Y en nuestros tiempos coinciden en esta persecución los partidos conservadores
con los partidos que se decían liberales. En ninguno de ellos encuentra
Cataluña el espíritu de justicia. Y huelga decir que mucho menos lo encuentra
en los Gobiernos dictatoriales, que llevan su intransigencia hasta prohibir la
plegaria en lengua materna, que juntamente con la prohibición de usarla para la
enseñanza de nuestros hijos constituye el mayor atentado que puede perpetrarse
contra un pueblo.
»Por eso os decía, señores diputados, que Cataluña, por su
carácter liberal y democrático, no podía entenderse nunca, ni siquiera pactar,
con la dinastía, que representaba el obstáculo tradicional de nuestras
reivindicaciones. Y para hacer desaparecer este obstáculo ha luchado Cataluña
entera, aquí, en las Cortes y más allá de las fronteras, y en nuestra empresa
hemos visto cómo se agrupaban gentes de otras tierras hispánicas, porque la
dinastía que hemos derribado no se contentaba con tener los sentimientos de
Cataluña bajo su tiranía, sino que incluso llegó a imponer su despotismo a
Castilla, ahogando las voces más nobles y de más encendido patriotismo.
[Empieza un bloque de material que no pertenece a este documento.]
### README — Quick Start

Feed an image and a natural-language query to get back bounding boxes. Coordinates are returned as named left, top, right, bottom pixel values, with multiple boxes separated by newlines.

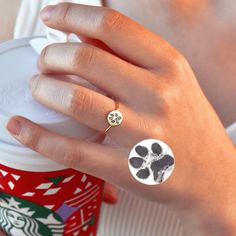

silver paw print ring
left=128, top=139, right=175, bottom=185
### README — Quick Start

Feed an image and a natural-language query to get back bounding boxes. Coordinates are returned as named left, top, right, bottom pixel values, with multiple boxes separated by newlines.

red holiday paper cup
left=0, top=38, right=103, bottom=236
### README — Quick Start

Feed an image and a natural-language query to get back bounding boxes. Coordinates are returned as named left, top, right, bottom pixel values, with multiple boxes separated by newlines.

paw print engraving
left=107, top=110, right=123, bottom=126
left=129, top=139, right=174, bottom=185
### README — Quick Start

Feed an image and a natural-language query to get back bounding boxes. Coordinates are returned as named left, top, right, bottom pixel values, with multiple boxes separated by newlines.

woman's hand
left=8, top=3, right=235, bottom=235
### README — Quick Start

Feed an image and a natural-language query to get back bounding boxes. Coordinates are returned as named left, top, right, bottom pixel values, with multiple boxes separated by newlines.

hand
left=8, top=3, right=235, bottom=235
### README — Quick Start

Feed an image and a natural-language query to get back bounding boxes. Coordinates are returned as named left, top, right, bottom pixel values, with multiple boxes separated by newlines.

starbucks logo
left=0, top=193, right=63, bottom=236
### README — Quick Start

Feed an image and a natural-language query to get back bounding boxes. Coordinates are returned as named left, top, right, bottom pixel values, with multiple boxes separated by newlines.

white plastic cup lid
left=0, top=38, right=96, bottom=171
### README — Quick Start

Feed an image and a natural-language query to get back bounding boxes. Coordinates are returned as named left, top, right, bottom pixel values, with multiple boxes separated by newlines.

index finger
left=41, top=3, right=171, bottom=68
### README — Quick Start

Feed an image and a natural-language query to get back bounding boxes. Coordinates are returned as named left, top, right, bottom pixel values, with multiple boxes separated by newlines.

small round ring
left=104, top=100, right=123, bottom=134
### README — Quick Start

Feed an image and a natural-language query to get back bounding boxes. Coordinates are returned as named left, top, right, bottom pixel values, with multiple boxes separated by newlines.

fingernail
left=7, top=118, right=22, bottom=135
left=29, top=75, right=39, bottom=92
left=40, top=5, right=56, bottom=21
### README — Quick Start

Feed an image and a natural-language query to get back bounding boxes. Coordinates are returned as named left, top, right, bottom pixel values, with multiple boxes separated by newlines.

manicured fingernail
left=29, top=75, right=39, bottom=92
left=7, top=118, right=22, bottom=135
left=40, top=5, right=56, bottom=21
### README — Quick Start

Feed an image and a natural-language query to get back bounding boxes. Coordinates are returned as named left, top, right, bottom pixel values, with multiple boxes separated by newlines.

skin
left=7, top=4, right=236, bottom=236
left=0, top=0, right=20, bottom=42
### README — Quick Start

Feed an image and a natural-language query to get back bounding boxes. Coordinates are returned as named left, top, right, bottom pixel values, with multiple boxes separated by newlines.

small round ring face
left=107, top=110, right=123, bottom=126
left=128, top=139, right=175, bottom=185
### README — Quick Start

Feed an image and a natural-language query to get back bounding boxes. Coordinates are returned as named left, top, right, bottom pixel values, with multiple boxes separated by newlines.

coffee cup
left=0, top=38, right=104, bottom=236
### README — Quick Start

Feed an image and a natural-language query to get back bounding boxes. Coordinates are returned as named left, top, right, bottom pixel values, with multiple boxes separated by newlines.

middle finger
left=39, top=43, right=154, bottom=105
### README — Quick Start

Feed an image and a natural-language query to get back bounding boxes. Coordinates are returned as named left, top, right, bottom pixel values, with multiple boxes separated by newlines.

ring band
left=104, top=99, right=123, bottom=134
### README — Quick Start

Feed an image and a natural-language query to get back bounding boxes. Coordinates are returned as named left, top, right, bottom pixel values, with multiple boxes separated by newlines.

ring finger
left=31, top=75, right=148, bottom=145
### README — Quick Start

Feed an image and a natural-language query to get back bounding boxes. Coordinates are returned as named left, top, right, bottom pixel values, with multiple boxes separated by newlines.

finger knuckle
left=22, top=128, right=42, bottom=151
left=69, top=90, right=93, bottom=117
left=101, top=9, right=127, bottom=31
left=72, top=44, right=96, bottom=68
left=170, top=52, right=187, bottom=75
left=39, top=46, right=49, bottom=66
left=63, top=146, right=82, bottom=168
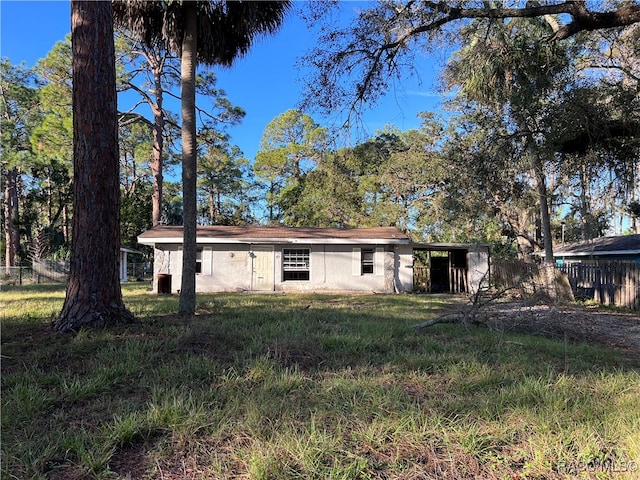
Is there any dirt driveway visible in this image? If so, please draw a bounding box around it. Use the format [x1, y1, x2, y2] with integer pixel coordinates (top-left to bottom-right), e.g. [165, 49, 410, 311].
[478, 303, 640, 360]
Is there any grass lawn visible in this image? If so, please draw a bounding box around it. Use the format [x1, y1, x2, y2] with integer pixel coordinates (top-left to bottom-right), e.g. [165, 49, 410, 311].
[0, 284, 640, 480]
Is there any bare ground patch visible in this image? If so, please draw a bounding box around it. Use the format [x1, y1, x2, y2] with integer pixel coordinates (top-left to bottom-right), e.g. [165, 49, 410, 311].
[476, 303, 640, 359]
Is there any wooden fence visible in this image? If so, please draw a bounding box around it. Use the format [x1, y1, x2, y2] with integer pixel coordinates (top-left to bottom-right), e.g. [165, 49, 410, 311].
[558, 262, 640, 310]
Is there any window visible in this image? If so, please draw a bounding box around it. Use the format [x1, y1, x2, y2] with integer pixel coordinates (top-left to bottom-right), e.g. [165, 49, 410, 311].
[360, 248, 375, 275]
[196, 247, 213, 275]
[196, 248, 202, 273]
[282, 248, 309, 281]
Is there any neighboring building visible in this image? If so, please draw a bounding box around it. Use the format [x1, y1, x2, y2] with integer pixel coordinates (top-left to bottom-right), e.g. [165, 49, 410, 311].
[120, 247, 142, 282]
[553, 235, 640, 265]
[138, 226, 489, 293]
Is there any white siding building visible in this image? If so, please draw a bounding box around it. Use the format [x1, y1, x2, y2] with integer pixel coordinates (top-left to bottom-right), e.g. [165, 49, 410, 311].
[138, 226, 488, 293]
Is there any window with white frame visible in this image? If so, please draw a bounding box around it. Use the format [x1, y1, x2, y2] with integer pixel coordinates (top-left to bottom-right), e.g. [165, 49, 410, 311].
[196, 247, 213, 275]
[196, 248, 202, 273]
[282, 248, 310, 281]
[360, 248, 376, 275]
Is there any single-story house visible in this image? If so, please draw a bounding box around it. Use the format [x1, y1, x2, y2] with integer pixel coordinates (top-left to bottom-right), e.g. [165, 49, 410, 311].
[120, 247, 142, 282]
[138, 226, 489, 293]
[553, 235, 640, 265]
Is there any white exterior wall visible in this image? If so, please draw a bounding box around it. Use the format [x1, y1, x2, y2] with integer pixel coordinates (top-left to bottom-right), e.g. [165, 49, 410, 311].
[395, 245, 413, 292]
[467, 247, 489, 293]
[153, 244, 400, 293]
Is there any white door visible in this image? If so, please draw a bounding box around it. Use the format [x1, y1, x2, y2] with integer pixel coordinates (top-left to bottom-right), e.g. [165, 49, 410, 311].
[251, 246, 273, 291]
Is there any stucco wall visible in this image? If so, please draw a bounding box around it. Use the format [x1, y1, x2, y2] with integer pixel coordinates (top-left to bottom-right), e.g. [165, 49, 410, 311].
[467, 246, 489, 293]
[153, 244, 400, 293]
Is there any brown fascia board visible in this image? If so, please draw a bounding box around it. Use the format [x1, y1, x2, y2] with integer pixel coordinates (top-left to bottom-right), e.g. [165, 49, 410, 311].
[138, 226, 410, 245]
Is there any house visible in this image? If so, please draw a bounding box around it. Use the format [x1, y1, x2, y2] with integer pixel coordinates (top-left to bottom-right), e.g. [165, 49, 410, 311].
[138, 226, 488, 293]
[553, 235, 640, 265]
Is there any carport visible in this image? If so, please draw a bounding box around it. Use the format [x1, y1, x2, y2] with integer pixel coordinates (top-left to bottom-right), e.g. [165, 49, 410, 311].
[413, 243, 489, 293]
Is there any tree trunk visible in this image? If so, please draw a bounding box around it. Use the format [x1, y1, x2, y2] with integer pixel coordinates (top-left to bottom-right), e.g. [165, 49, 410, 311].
[151, 64, 164, 227]
[53, 0, 133, 332]
[4, 167, 20, 273]
[532, 152, 554, 265]
[178, 2, 198, 315]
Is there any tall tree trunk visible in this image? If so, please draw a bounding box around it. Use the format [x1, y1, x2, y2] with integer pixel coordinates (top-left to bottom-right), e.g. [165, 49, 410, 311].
[151, 63, 164, 227]
[54, 0, 133, 332]
[4, 167, 20, 272]
[531, 151, 554, 265]
[178, 2, 198, 314]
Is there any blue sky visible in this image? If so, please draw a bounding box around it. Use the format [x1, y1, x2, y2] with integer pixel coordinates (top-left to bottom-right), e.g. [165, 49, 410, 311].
[0, 0, 441, 159]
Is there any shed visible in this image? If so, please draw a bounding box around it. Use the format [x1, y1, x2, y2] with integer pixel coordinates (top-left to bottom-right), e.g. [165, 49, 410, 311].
[138, 226, 488, 293]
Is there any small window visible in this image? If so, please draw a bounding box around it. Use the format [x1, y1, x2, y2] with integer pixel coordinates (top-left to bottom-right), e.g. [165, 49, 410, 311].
[360, 248, 375, 275]
[282, 248, 309, 281]
[196, 248, 202, 273]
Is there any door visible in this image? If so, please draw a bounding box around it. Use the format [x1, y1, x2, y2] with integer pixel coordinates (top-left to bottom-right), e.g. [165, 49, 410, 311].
[251, 246, 273, 291]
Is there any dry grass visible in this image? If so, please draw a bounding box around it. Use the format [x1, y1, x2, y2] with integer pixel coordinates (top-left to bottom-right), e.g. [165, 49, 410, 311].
[2, 285, 640, 480]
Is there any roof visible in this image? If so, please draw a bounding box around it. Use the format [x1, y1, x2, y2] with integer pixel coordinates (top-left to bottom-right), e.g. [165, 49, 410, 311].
[553, 235, 640, 257]
[138, 225, 410, 245]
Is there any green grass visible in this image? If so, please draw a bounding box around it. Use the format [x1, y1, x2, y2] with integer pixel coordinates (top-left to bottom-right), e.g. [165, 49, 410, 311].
[0, 284, 640, 479]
»Este estado de cosas nos llevó a la reunión de San Sebastián,
donde quedó sellado el pacto para llevar la libertad a todos los pueblos de la
Península. Lo que todo el mundo había dicho que no podría lograrse sino con una
revolución sangrienta, acontece por la voluntad popular cívicamente manifestada
en las elecciones del 12 de abril. En Cataluña, el triunfo de los antidinásticos
fué tan abrumador que dos días después, en este histórico salón, proclamé, por
la voluntad del pueblo, la República catalana, como Gobierno integrante de la
República que pocas horas después se propagaba por tierras de España.
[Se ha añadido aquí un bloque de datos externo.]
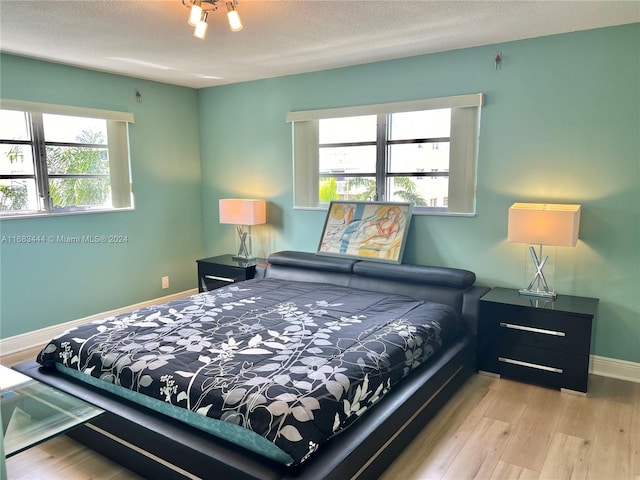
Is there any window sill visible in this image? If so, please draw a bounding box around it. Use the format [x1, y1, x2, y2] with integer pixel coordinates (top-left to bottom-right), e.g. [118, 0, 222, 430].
[0, 207, 135, 221]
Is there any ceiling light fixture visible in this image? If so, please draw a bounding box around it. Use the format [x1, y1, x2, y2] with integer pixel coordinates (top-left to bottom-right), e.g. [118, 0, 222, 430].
[182, 0, 242, 40]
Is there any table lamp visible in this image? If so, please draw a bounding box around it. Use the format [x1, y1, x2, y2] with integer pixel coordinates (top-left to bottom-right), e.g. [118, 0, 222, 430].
[219, 198, 267, 261]
[507, 203, 580, 299]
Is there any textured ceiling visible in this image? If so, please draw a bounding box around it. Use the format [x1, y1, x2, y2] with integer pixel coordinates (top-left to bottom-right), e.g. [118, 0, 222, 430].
[0, 0, 640, 88]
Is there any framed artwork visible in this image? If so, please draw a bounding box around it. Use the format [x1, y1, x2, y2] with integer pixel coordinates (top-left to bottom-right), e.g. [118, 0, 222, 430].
[318, 200, 413, 263]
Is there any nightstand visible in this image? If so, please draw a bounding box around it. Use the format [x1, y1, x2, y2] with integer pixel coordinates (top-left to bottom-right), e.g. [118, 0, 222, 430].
[478, 288, 598, 394]
[196, 255, 262, 292]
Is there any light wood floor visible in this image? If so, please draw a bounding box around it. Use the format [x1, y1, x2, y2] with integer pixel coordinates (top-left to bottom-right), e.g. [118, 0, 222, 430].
[2, 348, 640, 480]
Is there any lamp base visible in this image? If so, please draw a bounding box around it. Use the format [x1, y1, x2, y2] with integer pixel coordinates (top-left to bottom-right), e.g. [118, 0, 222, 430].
[518, 288, 558, 300]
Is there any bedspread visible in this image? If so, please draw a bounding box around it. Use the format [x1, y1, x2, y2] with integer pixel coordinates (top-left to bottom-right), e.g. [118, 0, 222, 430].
[38, 279, 462, 464]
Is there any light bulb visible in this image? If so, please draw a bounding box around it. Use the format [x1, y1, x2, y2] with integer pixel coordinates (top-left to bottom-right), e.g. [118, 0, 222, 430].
[193, 12, 209, 40]
[227, 2, 242, 32]
[189, 0, 202, 27]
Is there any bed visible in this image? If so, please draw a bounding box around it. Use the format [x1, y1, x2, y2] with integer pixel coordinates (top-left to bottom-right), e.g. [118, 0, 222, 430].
[17, 251, 488, 479]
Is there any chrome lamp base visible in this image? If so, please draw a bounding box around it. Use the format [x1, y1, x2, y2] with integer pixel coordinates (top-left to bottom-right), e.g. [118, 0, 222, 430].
[231, 225, 256, 262]
[518, 245, 557, 300]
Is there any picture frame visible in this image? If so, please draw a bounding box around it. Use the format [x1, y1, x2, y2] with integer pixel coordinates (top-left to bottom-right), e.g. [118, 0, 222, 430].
[317, 200, 413, 263]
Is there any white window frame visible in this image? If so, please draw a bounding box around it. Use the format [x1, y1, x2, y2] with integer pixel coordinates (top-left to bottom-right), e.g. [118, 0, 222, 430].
[287, 93, 484, 216]
[0, 99, 135, 220]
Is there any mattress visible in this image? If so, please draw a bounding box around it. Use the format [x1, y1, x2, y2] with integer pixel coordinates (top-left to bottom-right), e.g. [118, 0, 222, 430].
[38, 279, 463, 465]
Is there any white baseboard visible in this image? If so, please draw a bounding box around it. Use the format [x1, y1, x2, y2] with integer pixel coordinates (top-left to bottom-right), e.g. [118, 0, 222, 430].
[0, 288, 198, 355]
[589, 355, 640, 383]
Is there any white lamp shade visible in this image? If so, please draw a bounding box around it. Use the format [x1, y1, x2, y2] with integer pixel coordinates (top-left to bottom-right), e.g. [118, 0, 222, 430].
[218, 198, 267, 225]
[507, 203, 580, 247]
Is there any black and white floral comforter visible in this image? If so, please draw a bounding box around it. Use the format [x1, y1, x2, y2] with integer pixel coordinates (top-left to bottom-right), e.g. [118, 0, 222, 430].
[38, 279, 462, 463]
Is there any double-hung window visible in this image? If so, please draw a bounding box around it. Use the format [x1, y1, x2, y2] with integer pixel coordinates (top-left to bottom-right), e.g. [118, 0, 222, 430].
[287, 94, 483, 214]
[0, 100, 133, 217]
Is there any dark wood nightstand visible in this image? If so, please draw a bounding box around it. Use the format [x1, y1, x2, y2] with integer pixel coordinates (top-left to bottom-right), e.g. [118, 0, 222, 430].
[196, 255, 264, 292]
[478, 288, 598, 393]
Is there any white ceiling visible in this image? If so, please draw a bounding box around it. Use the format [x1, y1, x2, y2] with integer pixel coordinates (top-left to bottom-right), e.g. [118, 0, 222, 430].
[0, 0, 640, 88]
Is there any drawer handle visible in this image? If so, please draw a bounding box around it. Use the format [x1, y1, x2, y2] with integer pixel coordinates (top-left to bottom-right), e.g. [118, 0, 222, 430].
[498, 357, 564, 373]
[500, 322, 566, 337]
[204, 275, 236, 283]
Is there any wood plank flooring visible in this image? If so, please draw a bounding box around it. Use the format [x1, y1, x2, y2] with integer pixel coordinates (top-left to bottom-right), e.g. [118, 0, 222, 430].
[2, 346, 640, 480]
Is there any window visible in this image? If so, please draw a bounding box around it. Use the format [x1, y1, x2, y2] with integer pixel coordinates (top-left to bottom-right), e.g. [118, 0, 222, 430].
[287, 94, 483, 214]
[0, 100, 133, 217]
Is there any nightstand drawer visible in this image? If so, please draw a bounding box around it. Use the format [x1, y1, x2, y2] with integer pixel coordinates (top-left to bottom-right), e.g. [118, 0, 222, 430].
[480, 344, 589, 392]
[482, 304, 591, 355]
[197, 255, 258, 292]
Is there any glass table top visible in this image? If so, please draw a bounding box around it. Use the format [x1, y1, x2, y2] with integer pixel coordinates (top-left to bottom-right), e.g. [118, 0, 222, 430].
[0, 365, 104, 457]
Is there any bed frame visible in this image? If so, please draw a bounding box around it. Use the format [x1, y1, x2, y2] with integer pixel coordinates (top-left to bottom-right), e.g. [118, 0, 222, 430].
[15, 251, 488, 480]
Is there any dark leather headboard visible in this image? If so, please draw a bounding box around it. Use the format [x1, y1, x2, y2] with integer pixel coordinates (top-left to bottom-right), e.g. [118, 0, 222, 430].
[256, 251, 489, 334]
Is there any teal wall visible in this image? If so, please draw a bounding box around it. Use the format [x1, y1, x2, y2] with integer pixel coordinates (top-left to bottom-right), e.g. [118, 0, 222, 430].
[0, 24, 640, 362]
[199, 24, 640, 362]
[0, 55, 204, 338]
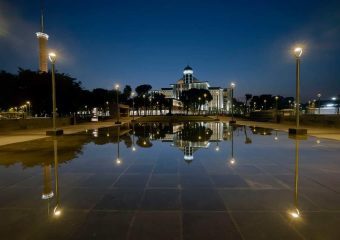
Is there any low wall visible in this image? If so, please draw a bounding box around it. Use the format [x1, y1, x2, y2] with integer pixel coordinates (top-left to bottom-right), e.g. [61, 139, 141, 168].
[0, 117, 73, 131]
[282, 114, 340, 128]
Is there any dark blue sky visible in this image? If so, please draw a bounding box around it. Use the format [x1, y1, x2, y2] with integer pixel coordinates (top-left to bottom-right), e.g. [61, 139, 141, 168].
[0, 0, 340, 100]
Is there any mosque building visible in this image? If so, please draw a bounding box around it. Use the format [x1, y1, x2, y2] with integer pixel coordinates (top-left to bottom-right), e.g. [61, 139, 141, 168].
[154, 66, 231, 113]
»El cumplimiento del pacto de San Sebastián era, señores
diputados, y ahora es, que las Cortes aceptasen el estado de hecho que se había
creado en Cataluña, y, fieles a nuestra palabra, convinimos con los tres
ministros que, representando al Gobierno español, vinieron a parlamentar con
nosotros, que nuestro Gobierno, durante el período transitorio, se llamaría de
la Generalidad de Cataluña, y que inmediatamente nos serían otorgadas algunas
Delegaciones como un anticipo de más amplias concesiones. Las de enseñanza,
como todos sabéis, han sido iniciadas con el decreto que concede a nuestros
hijos el derecho a ser enseñados en lengua materna, y por el otro, relativo a
las cátedras en catalán.
»En cuanto a las otras Delegaciones, especialmente en materias
económicas y de trabajo, aquella buena disposición no ha tenido aún plena
realización, si bien esto no nos ha impedido intervenir en los conflictos
planteados con el espíritu de justicia y equidad y amor a los trabajadores que
ha guiado siempre nuestros actos, y hemos alcanzado la confianza y la simpatía
que ha inspirado a patronos y obreros nuestro gesto generoso, ya que, desde la
proclamación de la República, Cataluña no ha visto perturbada su vida de
trabajo.
»Finalmente, la Generalidad, con objeto de constituir la Asamblea
que junto con su Gobierno ha de redactar el Estatuto de Cataluña, ha convocado
elecciones por el único procedimiento que permitía la perentoriedad del tiempo
de que se dispone, y estas elecciones os han traido al altísimo lugar que
ostentáis en este sitio. Estáis en este Palacio, saturado de historia patria,
en representación del pueblo de Cataluña; sois Cataluña misma, que, viva y
palpitante, emocionada de poder expresar sin trabas su pensamiento, dirá aquí
cuál es su voluntad, que habremos de acatar todos, yo el primero, así que se
haya obtenido la ratificación que representa el plebiscito de Ayuntamientos y
el «referéndum» popular que se sucederá. Y este acatamiento debe ser, a la vez,
una aceptación y una promesa de defender lo que habremos de presentar como expresión
sincera de la voluntad de nuestro pueblo.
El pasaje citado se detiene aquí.